There is much to like about Bridge of Spies, and what I really like to talk about is the excellent casting of Tom Hanks the lawyer and his counterpart Mark Rylance as the Russian spy. They are so perfect in their roles. Their personalities are counterparts and the dynamic is wonderful. Rylance plays a silent old man who looks perpetually surprised but in a rather tired, fatalistic way. He steals every scene he is in, and plays an Oscar-worthy supporting role. He never seems concerned about anything but simply looks at life at it is. Hanks is rather the amiable, approachable talker with a good heart, who takes a liking to this enigmatic man.
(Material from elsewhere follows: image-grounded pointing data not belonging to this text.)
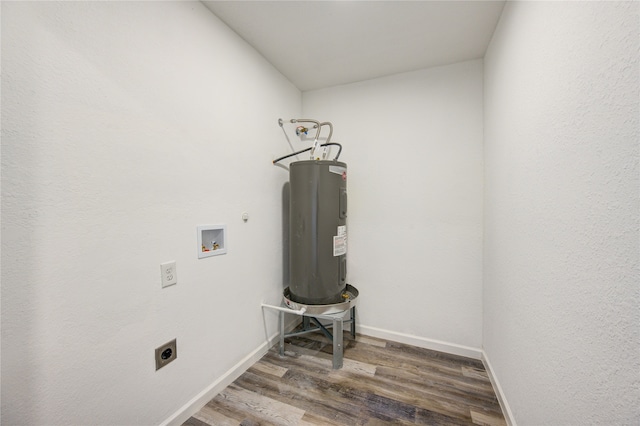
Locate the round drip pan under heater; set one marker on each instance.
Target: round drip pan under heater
(350, 294)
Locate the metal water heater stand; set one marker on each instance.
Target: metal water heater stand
(337, 313)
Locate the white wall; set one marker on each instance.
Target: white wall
(413, 144)
(561, 286)
(124, 126)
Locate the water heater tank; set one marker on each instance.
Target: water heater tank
(317, 231)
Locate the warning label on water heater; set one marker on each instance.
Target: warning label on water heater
(340, 242)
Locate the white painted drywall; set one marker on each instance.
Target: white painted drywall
(561, 268)
(124, 126)
(413, 145)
So, Bridge of Spies is a period piece that is more than people wearing different clothes. Spielberg excellently portrays the concerns and sensibilities of the time. The nationalism and rising paranoia in America is palpable while Donovan tries to do his job, from the judge to a common police officer who do not understand him. After this is properly set up and played out, we leave America and move to East Berlin and enter the minefield of political games between the CIA, the KGB and the East German government. People are never on Donovan’s side and he always has to push through the tension and friction. And the poor guy has a cold and just wants to go home and crawl into his bed.
In the first half, the movie doesn’t seem too interested in going anywhere quickly. There is a lot of exposition about America in the 50s and Donovan’s struggle to uphold his principles, and an hour passes before we move to Berlin. I wish the America part was shortened a bit and that the political games in Berlin were added to for some extra tension and conflict. The movie in its entirety could have used some more escalation of personal danger.
I have a feeling that Bridge of Spies is going to be forgotten quickly. It is the kind of film that is consistently engaging and impressive when you watch it, but there isn’t much that makes it stand out besides consistent quality. Do you remember that other Tom Hanks film Road to Perdition (2002)? I bet you remember that it was solid, but that you hardly remember a single scene. Similarly, Bridge of Spies will be praised by critics but I don’t think it will gather much attention or win many Oscars, if that means anything. Still, I recommend it wholeheartedly.